Reed Abelson and Katie Thomas, who cover the health care and drug industries, examine one ultra-costly drug that threw a union health plan into a crisis as it struggled to pay for an Ohio family’s prescriptions. Reporting for “The Weekly,” Reed and Katie found that pharmaceutical companies hold most of the power to set their own prices, and desperate patients and their health plans have few options and little recourse.

As treatments for rare diseases become more available, costs are skyrocketing and the health care industry is racing to find ways to provide promising new drugs to many more people.

Reed and Katie’s Top 3 Takeaways

The most expensive drugs are often the ones you’ve never heard about. Strensiq, which treats a rare genetic condition, has cost some health plans $2 million a year per adult, a price tag no one expected when it was approved in 2015. Many drugs to treat rare diseases are priced according to the weight of a patient. In the case of Strensiq, the initial estimates were based on the weight of a child, whose dosages would thus be much cheaper.

Rare diseases aren’t that rare. An estimated 30 million Americans have a rare disease, about the same amount as people living with diabetes. And though most rare diseases have no treatment, more drugs are coming to market. These new drugs can cost hundreds of thousands — sometimes millions — of dollars to treat one patient, raising questions about how we, as a society, will pay for them and who will get access to them.

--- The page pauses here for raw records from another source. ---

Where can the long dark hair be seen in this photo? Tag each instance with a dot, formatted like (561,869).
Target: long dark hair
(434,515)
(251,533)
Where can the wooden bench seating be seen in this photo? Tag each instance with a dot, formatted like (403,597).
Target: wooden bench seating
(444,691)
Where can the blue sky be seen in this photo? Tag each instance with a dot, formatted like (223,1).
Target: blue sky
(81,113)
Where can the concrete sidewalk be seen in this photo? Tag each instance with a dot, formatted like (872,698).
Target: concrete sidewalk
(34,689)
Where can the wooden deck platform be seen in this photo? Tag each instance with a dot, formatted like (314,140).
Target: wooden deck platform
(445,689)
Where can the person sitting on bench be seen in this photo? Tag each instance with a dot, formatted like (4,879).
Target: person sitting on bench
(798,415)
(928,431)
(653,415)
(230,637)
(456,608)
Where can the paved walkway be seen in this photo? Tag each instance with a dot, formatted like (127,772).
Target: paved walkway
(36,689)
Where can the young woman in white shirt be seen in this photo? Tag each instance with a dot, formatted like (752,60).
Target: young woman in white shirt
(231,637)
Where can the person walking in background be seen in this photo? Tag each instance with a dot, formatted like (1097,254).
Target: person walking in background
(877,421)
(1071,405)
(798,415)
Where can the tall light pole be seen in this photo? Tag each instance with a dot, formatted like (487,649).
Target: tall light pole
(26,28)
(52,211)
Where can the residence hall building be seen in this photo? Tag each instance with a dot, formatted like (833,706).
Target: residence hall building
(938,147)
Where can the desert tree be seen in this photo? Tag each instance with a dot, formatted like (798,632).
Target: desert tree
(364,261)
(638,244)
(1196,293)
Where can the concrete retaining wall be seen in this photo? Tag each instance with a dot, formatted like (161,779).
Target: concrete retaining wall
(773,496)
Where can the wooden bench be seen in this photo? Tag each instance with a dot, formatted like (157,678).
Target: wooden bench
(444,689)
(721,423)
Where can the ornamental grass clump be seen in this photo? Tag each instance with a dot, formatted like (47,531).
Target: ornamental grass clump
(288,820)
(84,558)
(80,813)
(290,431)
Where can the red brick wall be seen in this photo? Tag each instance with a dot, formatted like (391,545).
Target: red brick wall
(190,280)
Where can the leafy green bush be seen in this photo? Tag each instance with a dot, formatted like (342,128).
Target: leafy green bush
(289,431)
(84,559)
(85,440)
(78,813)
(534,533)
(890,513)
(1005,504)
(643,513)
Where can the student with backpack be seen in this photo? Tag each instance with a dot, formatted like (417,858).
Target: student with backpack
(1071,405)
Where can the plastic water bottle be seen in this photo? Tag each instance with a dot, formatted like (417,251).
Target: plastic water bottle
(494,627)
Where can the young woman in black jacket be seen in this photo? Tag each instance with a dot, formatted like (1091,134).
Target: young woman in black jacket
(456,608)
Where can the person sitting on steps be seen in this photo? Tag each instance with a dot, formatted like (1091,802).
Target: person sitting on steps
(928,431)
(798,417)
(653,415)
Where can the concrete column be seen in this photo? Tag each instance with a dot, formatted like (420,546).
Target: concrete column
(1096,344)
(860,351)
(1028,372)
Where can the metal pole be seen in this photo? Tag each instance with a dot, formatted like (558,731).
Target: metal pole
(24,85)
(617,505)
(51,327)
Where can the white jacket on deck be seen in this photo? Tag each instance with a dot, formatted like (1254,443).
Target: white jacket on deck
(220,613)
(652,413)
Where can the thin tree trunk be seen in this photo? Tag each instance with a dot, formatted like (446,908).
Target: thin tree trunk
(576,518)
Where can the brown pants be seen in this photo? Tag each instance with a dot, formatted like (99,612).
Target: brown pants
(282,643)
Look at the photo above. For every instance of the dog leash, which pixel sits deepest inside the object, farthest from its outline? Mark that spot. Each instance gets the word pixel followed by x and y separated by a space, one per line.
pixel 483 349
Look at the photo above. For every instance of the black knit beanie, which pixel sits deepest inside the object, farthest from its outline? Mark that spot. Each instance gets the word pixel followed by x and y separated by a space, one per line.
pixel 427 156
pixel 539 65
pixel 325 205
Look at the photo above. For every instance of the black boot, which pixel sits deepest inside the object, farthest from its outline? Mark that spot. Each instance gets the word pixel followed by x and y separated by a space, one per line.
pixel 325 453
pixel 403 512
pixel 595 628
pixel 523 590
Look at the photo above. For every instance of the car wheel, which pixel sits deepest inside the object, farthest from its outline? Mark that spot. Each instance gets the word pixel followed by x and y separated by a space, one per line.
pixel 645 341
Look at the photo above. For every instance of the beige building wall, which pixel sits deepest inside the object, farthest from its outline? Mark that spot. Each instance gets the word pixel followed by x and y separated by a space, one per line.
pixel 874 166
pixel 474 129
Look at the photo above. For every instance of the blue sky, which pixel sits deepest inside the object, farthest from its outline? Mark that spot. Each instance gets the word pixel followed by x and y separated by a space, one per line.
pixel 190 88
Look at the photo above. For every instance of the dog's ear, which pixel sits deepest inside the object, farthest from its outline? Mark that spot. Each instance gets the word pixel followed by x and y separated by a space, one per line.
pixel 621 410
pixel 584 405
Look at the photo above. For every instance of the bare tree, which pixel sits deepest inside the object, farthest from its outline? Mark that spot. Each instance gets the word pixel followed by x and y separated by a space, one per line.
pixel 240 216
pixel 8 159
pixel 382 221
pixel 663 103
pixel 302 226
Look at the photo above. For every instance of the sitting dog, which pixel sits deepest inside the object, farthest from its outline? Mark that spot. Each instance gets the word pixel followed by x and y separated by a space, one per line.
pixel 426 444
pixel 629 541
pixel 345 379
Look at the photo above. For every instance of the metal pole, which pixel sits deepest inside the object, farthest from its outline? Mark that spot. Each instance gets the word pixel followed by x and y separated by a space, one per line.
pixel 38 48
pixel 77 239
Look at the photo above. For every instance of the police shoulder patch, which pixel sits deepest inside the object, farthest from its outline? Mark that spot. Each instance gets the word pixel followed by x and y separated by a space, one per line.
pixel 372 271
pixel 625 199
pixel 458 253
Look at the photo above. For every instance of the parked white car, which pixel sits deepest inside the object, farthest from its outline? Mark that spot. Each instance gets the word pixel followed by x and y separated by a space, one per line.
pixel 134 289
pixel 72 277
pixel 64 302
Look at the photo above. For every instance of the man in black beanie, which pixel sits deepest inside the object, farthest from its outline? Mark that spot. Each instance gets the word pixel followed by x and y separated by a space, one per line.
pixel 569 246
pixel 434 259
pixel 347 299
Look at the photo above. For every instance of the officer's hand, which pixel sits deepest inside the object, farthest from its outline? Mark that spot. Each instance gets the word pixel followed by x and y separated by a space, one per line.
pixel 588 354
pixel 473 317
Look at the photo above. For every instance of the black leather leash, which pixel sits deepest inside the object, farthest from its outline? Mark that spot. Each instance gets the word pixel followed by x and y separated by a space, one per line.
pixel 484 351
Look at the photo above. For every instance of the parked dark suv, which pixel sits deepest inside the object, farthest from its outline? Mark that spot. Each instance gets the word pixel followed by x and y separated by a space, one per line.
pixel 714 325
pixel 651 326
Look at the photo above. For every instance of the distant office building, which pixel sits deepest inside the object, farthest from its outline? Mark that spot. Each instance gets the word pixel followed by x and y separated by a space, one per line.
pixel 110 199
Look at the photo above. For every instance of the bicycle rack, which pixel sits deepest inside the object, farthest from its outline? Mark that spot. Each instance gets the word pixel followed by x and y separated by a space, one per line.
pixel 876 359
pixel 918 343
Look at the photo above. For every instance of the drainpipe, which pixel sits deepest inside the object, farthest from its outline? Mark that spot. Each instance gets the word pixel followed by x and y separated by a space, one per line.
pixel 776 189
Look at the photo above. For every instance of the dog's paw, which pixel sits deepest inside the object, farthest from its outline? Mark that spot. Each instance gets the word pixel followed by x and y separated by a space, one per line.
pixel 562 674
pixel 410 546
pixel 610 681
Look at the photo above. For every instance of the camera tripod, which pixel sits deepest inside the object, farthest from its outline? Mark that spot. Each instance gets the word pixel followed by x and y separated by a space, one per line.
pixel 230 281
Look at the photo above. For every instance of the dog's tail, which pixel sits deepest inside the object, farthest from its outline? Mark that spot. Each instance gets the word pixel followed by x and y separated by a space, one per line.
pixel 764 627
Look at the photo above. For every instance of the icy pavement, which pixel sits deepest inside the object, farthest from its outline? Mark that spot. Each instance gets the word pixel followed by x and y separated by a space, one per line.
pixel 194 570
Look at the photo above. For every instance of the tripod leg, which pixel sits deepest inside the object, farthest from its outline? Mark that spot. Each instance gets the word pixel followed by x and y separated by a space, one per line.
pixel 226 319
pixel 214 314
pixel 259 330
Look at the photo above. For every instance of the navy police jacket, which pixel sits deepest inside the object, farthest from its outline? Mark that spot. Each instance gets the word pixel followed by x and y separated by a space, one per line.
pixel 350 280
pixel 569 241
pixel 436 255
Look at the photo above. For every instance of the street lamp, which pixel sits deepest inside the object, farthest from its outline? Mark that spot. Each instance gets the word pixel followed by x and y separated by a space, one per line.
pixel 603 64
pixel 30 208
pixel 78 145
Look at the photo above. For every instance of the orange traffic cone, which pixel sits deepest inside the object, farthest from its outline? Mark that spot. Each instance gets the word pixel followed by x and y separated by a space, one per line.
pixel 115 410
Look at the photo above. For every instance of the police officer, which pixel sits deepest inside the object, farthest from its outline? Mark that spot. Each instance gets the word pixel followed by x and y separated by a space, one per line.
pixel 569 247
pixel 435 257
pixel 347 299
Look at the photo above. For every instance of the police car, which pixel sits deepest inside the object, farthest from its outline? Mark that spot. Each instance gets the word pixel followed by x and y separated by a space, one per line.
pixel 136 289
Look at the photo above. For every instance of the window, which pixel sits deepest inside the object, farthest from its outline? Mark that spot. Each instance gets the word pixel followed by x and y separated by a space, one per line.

Drug prices are a hot topic in Washington and on the presidential campaign trail, with Republicans and Democrats promising to tackle the high cost of prescription medicines. Yet most of the debate has centered on efforts to lower the cost of mass-market products like insulin, which is expensive, but not in the same ballpark as most rare-disease treatments. Companies that make drugs for rare diseases typically have little competition and can set whatever prices they choose.

Where Are They Now?

Dawn Patterson briefly stopped taking Strensiq in May, after she had a bad reaction from an injection. Symptoms from her condition returned when she was off the drug, and she resumed taking Strensiq about a month later. Her son, Will, graduated from high school and will attend Adrian College, in Michigan, in the fall. Melissa is working part time washing dishes at a restaurant and takes Strensiq three times a week.

Lori Jasperson, chief executive of the Boilermakers National Funds, is working with Express Scripts, the plan that covers her members’ prescription drugs, to develop new programs to reduce the union’s costs. The union is also being more cautious about approving new drugs for its members.

Senator Ron Wyden, Democrat from Oregon, released details in July of a bipartisan proposal to reduce prescription drug prices with Senator Charles Grassley of Iowa, who is the Republican chairman of the Senate Finance Committee. Debate over the proposal is expected to continue when Congress returns this fall.

Dr. Steve Miller is the chief clinical officer of Cigna, which owns Express Scripts, the company that manages Dawn’s prescription plan. After The Times, Express Scripts and the Boilermakers Funds questioned the price of Strensiq, the drugmaker Alexion said it would cap the price of Strensiq at $1.5 million a year for adult patients covered by Express Scripts’ commercial health plans. The drug industry argues that high prices are necessary to encourage companies to invest in drugs for rare diseases.